Ich lebe in Reutlingen bei Stuttgart und bin gebürtig aus Berlin. Ich bin gefesselt von den Finanzmärkten und deren Einfluss. Bezeichnen würde ich mich als leidenschaftlichen Trader und Unternehmer. Meine größte Schwäche ist mein Hobby. Zum Bedauern meiner Frau sammle ich Uhren. Im September werde ich 32 Jahre alt und habe zum 01.01.2018 mein Marketingunternehmen mit mehreren Millionen Euro Umsatz im Jahr verkauft, um mich neuen unternehmerischen Herausforderungen zu stellen. Ein Projekt davon ist die TRADEMY. Um es kurz und knackig zu formulieren, es handelt sich dabei um eine online Trading Ausbildung mit integrierter Börsensoftware. Dazu am Ende des Interviews dann aber mehr.

Was waren die bisher schönsten Momente beim Traden?

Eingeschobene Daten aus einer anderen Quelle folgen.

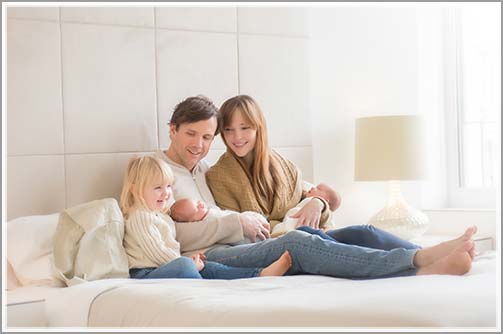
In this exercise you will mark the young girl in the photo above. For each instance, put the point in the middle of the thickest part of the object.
(149, 239)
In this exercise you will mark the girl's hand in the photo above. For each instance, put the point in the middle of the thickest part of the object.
(198, 260)
(310, 214)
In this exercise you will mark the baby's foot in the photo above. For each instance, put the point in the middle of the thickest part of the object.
(458, 262)
(432, 254)
(278, 267)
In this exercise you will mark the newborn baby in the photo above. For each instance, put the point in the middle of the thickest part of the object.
(321, 190)
(188, 210)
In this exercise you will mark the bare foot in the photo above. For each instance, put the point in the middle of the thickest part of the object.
(458, 262)
(278, 267)
(430, 255)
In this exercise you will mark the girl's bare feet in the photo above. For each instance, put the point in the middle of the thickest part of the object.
(278, 267)
(432, 254)
(458, 262)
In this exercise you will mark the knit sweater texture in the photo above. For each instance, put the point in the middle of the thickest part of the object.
(232, 189)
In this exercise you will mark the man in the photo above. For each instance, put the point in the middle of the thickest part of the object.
(192, 129)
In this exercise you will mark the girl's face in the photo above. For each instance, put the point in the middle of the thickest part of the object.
(156, 196)
(240, 135)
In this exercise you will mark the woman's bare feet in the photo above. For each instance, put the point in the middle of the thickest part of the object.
(432, 254)
(458, 262)
(278, 267)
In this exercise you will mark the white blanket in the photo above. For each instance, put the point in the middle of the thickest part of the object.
(293, 301)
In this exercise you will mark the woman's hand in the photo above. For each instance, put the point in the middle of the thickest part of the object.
(310, 214)
(198, 260)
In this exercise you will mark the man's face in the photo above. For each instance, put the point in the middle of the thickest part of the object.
(191, 142)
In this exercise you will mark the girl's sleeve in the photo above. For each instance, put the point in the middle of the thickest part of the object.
(157, 249)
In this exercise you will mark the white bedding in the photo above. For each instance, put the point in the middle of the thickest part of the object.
(293, 301)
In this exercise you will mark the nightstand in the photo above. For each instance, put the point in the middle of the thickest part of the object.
(26, 314)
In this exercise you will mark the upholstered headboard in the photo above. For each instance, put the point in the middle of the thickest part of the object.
(90, 87)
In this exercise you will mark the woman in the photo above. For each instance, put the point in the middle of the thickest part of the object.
(252, 177)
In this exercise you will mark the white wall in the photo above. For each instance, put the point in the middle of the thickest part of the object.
(89, 87)
(375, 60)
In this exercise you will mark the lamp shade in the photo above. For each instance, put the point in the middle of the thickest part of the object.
(389, 148)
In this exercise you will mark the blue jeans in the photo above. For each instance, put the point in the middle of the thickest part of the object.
(183, 267)
(314, 255)
(362, 235)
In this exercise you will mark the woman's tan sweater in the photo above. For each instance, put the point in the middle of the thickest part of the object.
(232, 189)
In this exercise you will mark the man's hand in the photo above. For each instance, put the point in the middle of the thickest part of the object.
(198, 260)
(310, 214)
(254, 226)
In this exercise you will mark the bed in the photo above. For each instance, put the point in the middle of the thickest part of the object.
(308, 301)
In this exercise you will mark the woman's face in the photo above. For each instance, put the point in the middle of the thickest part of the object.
(240, 135)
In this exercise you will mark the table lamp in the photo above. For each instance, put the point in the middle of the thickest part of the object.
(389, 148)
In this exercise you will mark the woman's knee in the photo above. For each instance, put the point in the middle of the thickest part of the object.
(184, 267)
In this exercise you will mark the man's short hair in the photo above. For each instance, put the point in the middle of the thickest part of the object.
(194, 109)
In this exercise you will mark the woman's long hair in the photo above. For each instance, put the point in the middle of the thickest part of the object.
(140, 173)
(265, 172)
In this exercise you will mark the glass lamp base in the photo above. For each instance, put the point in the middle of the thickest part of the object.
(399, 218)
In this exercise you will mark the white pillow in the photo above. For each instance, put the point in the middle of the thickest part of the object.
(29, 248)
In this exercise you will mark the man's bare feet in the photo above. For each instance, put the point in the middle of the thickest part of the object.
(278, 267)
(458, 262)
(430, 255)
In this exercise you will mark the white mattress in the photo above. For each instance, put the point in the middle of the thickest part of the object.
(26, 306)
(469, 301)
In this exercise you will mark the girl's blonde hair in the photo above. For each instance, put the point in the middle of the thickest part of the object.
(265, 171)
(140, 173)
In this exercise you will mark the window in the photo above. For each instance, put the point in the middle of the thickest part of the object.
(473, 104)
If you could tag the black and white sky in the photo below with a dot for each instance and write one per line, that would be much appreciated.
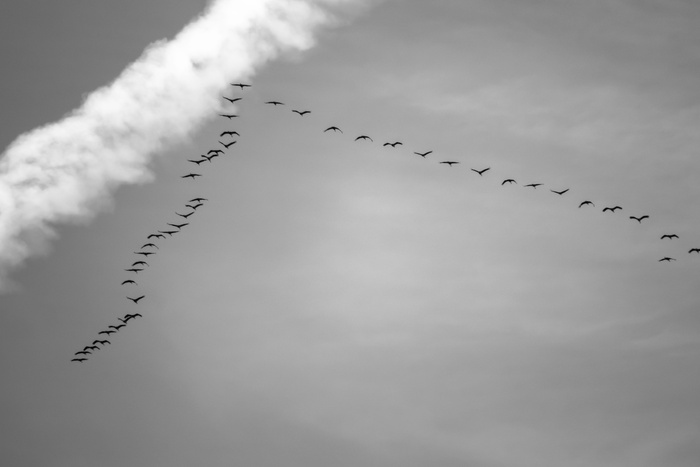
(340, 302)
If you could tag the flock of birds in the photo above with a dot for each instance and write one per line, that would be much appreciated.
(150, 248)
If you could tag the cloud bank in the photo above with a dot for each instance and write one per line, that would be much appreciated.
(65, 171)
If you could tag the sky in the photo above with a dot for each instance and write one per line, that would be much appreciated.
(340, 302)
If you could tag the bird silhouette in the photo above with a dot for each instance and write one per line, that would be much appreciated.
(613, 209)
(481, 172)
(639, 219)
(136, 300)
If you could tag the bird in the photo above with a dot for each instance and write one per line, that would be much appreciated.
(136, 300)
(640, 219)
(481, 172)
(613, 209)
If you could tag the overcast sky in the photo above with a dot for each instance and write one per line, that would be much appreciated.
(343, 303)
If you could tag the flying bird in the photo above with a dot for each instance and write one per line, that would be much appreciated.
(136, 300)
(639, 219)
(613, 209)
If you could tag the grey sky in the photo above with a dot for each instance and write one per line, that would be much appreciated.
(341, 303)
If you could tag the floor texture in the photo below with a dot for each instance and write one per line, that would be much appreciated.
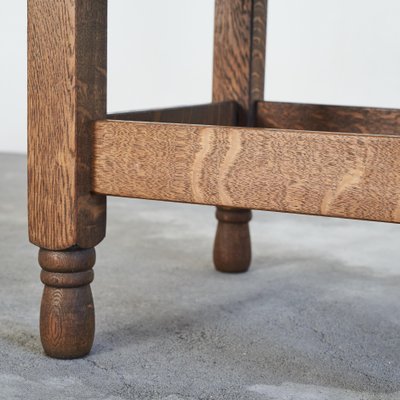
(316, 317)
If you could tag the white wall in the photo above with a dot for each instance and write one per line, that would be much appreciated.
(160, 54)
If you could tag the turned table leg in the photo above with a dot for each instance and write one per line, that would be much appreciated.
(232, 246)
(66, 93)
(67, 310)
(239, 67)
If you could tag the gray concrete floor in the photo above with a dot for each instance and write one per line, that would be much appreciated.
(316, 317)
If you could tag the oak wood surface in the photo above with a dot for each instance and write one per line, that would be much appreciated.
(239, 53)
(67, 320)
(66, 92)
(331, 174)
(314, 117)
(238, 74)
(224, 113)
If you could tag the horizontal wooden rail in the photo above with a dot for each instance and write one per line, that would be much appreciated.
(330, 174)
(328, 118)
(223, 113)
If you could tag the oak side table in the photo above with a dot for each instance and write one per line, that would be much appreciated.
(237, 153)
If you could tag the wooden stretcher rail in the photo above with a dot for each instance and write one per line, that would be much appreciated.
(320, 173)
(222, 113)
(328, 118)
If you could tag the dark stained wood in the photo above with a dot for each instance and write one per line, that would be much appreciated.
(233, 228)
(66, 92)
(239, 69)
(239, 53)
(328, 118)
(67, 320)
(224, 113)
(319, 173)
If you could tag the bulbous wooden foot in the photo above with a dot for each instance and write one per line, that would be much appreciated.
(232, 246)
(67, 310)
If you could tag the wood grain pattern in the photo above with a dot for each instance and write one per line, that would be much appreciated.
(239, 53)
(67, 320)
(328, 118)
(66, 92)
(239, 69)
(331, 174)
(224, 113)
(233, 230)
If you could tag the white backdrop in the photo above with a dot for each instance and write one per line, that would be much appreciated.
(160, 54)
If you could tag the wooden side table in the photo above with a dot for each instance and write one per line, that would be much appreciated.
(238, 153)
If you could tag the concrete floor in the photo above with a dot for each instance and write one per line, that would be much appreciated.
(316, 317)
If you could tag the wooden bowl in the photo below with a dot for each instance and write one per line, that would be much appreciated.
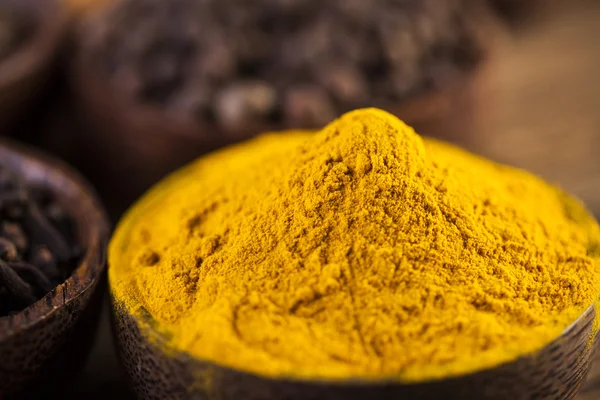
(144, 143)
(555, 372)
(23, 72)
(46, 344)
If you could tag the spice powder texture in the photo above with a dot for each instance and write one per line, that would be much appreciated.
(362, 250)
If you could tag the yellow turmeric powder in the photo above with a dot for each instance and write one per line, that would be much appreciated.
(358, 251)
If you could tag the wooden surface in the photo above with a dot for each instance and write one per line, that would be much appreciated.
(535, 104)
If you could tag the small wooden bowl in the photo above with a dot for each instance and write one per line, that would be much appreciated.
(23, 72)
(144, 143)
(47, 343)
(555, 372)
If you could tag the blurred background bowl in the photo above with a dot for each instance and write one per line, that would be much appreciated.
(46, 345)
(24, 70)
(557, 371)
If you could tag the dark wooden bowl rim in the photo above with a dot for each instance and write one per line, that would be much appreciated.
(91, 222)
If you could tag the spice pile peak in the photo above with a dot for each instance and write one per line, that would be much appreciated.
(361, 250)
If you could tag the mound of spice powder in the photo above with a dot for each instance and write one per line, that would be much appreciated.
(38, 250)
(303, 62)
(361, 250)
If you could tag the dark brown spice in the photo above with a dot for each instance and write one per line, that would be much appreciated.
(243, 63)
(38, 250)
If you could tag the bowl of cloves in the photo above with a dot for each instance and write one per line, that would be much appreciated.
(160, 83)
(53, 233)
(31, 32)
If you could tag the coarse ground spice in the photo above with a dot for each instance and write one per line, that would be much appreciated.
(361, 250)
(38, 250)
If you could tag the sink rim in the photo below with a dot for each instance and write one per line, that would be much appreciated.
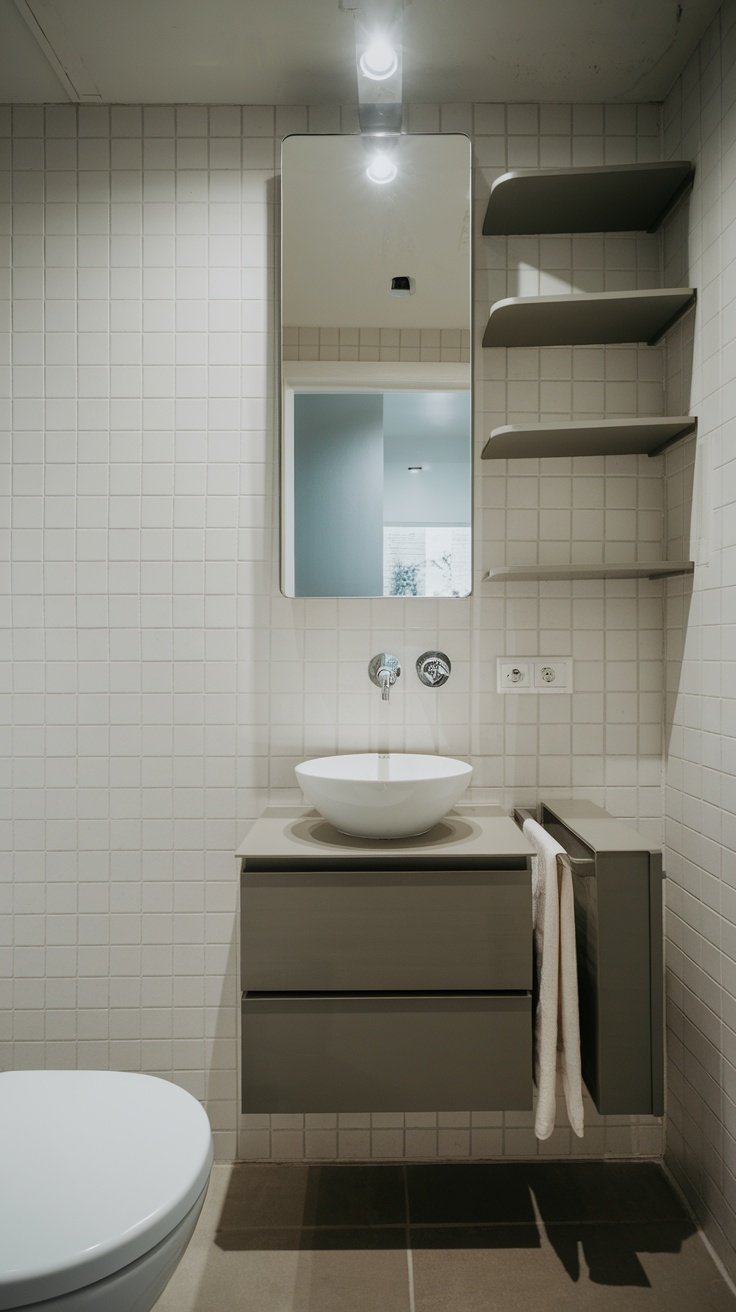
(324, 768)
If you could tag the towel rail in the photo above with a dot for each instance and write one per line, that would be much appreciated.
(581, 866)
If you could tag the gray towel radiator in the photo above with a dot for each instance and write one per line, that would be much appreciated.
(618, 922)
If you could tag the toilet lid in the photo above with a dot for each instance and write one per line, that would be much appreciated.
(96, 1168)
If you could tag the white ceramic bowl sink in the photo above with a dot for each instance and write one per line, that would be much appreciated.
(383, 795)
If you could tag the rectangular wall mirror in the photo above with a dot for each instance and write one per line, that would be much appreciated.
(377, 407)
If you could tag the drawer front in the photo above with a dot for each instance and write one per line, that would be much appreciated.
(386, 1054)
(394, 930)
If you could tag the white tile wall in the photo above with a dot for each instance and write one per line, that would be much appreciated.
(158, 688)
(699, 122)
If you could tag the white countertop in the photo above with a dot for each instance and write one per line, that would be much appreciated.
(466, 832)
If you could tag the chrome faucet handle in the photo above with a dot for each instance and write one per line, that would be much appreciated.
(385, 671)
(433, 669)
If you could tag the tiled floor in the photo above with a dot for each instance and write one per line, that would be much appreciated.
(483, 1237)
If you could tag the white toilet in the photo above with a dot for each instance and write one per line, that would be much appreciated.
(102, 1176)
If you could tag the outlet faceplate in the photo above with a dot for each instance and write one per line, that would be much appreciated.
(534, 675)
(514, 676)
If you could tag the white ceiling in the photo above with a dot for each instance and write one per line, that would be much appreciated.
(302, 51)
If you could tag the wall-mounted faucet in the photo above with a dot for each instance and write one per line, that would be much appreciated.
(385, 671)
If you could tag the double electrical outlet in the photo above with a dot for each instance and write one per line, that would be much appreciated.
(534, 675)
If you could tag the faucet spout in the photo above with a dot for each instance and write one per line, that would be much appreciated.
(385, 671)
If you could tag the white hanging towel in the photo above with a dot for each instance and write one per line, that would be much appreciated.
(556, 1024)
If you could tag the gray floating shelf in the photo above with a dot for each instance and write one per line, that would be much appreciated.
(612, 198)
(647, 570)
(587, 318)
(587, 437)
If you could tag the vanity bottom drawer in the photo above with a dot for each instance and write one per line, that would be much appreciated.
(399, 1052)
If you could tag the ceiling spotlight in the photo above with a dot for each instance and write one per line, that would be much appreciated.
(379, 61)
(382, 168)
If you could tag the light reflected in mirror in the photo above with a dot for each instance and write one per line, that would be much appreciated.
(375, 369)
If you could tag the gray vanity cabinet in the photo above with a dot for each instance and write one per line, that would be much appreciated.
(395, 976)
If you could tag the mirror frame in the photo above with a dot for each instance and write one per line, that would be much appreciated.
(368, 375)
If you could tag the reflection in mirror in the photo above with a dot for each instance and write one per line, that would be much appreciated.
(375, 369)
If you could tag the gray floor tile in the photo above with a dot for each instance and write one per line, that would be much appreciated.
(570, 1269)
(496, 1193)
(301, 1194)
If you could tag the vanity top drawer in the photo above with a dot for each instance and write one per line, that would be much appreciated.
(386, 930)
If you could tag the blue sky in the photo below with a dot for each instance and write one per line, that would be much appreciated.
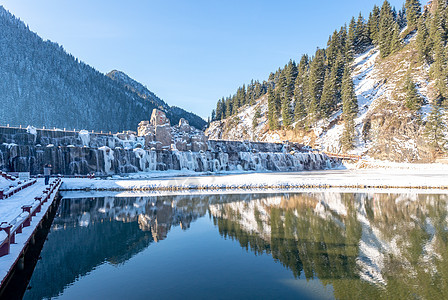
(189, 53)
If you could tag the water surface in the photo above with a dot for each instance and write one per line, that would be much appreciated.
(293, 245)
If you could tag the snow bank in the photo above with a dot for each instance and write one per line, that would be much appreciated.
(85, 137)
(354, 179)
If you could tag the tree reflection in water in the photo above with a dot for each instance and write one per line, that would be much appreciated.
(363, 245)
(374, 245)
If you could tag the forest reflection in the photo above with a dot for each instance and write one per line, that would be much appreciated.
(380, 245)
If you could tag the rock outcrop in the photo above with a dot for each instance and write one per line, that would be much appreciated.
(155, 146)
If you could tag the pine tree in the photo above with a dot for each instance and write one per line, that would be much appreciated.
(401, 18)
(257, 115)
(413, 12)
(301, 90)
(351, 40)
(386, 26)
(315, 84)
(329, 92)
(422, 41)
(286, 113)
(362, 35)
(349, 111)
(373, 24)
(395, 42)
(434, 130)
(413, 101)
(272, 112)
(291, 75)
(437, 35)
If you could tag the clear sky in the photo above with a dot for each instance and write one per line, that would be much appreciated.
(189, 53)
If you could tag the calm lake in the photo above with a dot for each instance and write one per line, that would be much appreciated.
(242, 246)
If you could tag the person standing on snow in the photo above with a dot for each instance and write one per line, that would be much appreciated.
(47, 173)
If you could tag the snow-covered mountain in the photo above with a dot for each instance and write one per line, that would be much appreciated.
(383, 128)
(173, 113)
(42, 85)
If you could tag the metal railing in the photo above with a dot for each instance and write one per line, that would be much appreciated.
(24, 219)
(343, 156)
(56, 129)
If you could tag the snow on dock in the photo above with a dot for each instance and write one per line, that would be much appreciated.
(360, 179)
(20, 216)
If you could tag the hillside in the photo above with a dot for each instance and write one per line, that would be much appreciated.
(42, 85)
(174, 113)
(386, 123)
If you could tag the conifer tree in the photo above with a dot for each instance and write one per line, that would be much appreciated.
(438, 69)
(413, 101)
(401, 18)
(301, 90)
(413, 12)
(257, 115)
(272, 112)
(395, 42)
(434, 130)
(333, 48)
(349, 110)
(386, 26)
(351, 40)
(373, 24)
(286, 113)
(362, 35)
(329, 92)
(315, 84)
(422, 41)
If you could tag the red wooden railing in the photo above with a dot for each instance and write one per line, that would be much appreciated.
(9, 193)
(7, 176)
(343, 156)
(24, 219)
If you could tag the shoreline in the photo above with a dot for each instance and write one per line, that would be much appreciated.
(354, 179)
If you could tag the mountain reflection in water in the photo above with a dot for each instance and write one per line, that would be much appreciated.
(359, 245)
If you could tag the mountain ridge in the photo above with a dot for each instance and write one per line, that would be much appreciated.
(43, 85)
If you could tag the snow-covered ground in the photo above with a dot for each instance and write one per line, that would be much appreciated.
(9, 210)
(434, 178)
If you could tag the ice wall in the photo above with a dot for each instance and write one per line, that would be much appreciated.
(21, 151)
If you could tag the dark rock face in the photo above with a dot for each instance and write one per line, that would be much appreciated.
(21, 151)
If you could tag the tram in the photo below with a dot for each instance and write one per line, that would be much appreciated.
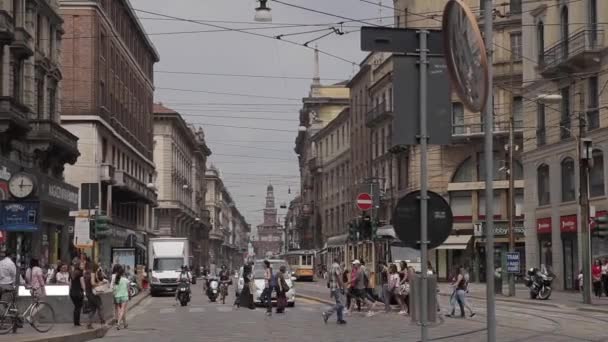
(301, 263)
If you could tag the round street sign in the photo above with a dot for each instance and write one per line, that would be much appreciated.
(406, 220)
(364, 201)
(465, 54)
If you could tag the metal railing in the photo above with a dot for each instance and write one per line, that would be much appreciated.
(585, 39)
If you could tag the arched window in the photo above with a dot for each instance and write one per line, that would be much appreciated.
(540, 42)
(543, 183)
(596, 175)
(568, 193)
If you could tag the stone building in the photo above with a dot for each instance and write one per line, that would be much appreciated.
(565, 47)
(34, 148)
(180, 155)
(107, 101)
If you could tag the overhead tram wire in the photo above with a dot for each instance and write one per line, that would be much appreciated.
(249, 33)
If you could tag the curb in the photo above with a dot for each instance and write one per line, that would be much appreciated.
(86, 335)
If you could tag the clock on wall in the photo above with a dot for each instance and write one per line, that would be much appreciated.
(21, 185)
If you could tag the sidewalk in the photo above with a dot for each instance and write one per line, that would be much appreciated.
(65, 332)
(561, 299)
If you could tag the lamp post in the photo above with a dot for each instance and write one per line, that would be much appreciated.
(262, 13)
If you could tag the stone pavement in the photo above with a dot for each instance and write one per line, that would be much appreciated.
(162, 320)
(65, 332)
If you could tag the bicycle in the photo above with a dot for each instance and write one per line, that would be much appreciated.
(39, 315)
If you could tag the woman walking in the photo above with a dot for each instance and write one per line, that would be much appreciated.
(282, 289)
(89, 281)
(596, 277)
(121, 297)
(76, 294)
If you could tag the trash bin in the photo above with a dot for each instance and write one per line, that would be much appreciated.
(498, 281)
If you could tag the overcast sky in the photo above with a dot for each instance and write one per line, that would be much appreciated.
(247, 158)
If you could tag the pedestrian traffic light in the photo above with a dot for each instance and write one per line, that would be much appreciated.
(102, 230)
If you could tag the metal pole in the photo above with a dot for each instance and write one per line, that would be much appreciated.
(423, 186)
(511, 208)
(584, 207)
(489, 162)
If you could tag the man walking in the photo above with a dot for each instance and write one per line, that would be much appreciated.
(336, 287)
(8, 273)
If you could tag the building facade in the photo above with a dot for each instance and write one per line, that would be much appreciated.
(107, 102)
(566, 46)
(180, 156)
(35, 200)
(269, 235)
(333, 154)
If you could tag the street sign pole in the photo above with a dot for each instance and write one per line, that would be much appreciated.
(489, 162)
(423, 187)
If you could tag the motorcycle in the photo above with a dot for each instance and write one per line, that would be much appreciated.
(539, 283)
(212, 289)
(183, 292)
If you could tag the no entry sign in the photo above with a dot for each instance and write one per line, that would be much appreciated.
(364, 201)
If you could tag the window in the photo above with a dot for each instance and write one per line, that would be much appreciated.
(518, 112)
(568, 192)
(543, 184)
(565, 111)
(540, 125)
(593, 113)
(516, 46)
(596, 175)
(515, 6)
(457, 118)
(540, 42)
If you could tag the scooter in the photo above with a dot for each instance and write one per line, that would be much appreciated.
(539, 283)
(183, 292)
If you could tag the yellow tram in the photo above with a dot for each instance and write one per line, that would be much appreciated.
(302, 263)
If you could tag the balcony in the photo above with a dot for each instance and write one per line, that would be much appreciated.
(314, 165)
(56, 141)
(107, 173)
(13, 117)
(377, 114)
(577, 52)
(7, 29)
(477, 130)
(139, 190)
(23, 45)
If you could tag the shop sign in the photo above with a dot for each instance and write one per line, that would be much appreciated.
(568, 224)
(500, 228)
(19, 216)
(543, 225)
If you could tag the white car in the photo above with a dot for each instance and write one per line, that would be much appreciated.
(258, 278)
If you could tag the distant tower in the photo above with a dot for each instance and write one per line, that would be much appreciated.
(316, 80)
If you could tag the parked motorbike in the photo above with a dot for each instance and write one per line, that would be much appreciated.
(183, 292)
(213, 289)
(539, 282)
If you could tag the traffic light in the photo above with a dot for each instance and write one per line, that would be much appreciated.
(101, 229)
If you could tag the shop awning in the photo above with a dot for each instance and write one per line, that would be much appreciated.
(337, 240)
(456, 242)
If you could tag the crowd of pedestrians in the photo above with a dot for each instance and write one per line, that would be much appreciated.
(353, 289)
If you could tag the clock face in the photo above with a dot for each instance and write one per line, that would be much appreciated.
(21, 185)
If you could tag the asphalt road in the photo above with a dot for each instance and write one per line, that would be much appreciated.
(160, 319)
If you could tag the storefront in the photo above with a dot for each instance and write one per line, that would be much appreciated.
(34, 214)
(543, 230)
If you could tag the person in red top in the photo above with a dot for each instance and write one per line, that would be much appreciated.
(596, 277)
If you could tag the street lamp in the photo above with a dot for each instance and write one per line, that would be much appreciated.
(262, 13)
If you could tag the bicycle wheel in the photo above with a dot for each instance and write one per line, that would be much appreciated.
(6, 319)
(42, 317)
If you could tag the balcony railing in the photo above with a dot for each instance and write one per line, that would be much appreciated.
(478, 129)
(378, 113)
(572, 49)
(132, 184)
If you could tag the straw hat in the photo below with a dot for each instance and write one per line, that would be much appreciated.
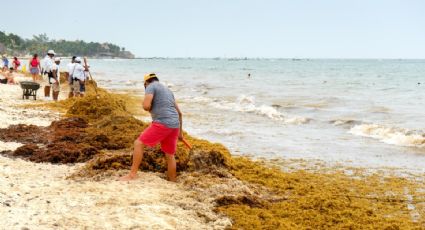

An einen Trade, bzw. Moment kann ich mich noch ganz genau erinnern. Mein Depot war frisch eröffnet und mit 1.000 Euro kapitalisiert. Nicht viel Geld, nur darum ging es mir am Anfang auch nicht. Ich wollte mich mit der Börse, den Mechanismen und meinen Reaktionen vertraut machen. Wie von Geisterhand trieb es mich bereits nach einigen Wochen in Pennystocks. Ich wollte Action, etwas verdienen, schnell und hektisch reich werden. Ich wurde auf die ehemalige Bankenaktie Washington Mutal aufmerksam und war von der Story begeistert. Es gab Gerüchte, dass im Zuge einer außergerichtlichen Einigung mit JP-Morgan die wertlosen Aktien der Bank gegen Aktien von JP-Morgan getauscht werden. In den Börsenforen wurde der Wert so gehypt, dass ich selbst mehr als euphorisch wurde. Gemeinsam mit meinem Bruder verfolgten wir jeden Gerichtstermin live in den Foren. Sobald es Neuigkeiten gab, wurden diese dort sofort gepostet. Meine Erwartungen waren hoch und als im März 2010 der Wert ein neues Hoch erreicht hat, habe ich meine Position aufgestockt. Am Ende war es eine Luftnummer und wenn ich mich richtig entsinne, bin ich bei 18 Cent pro Share mit einen Verlust ausgestiegen.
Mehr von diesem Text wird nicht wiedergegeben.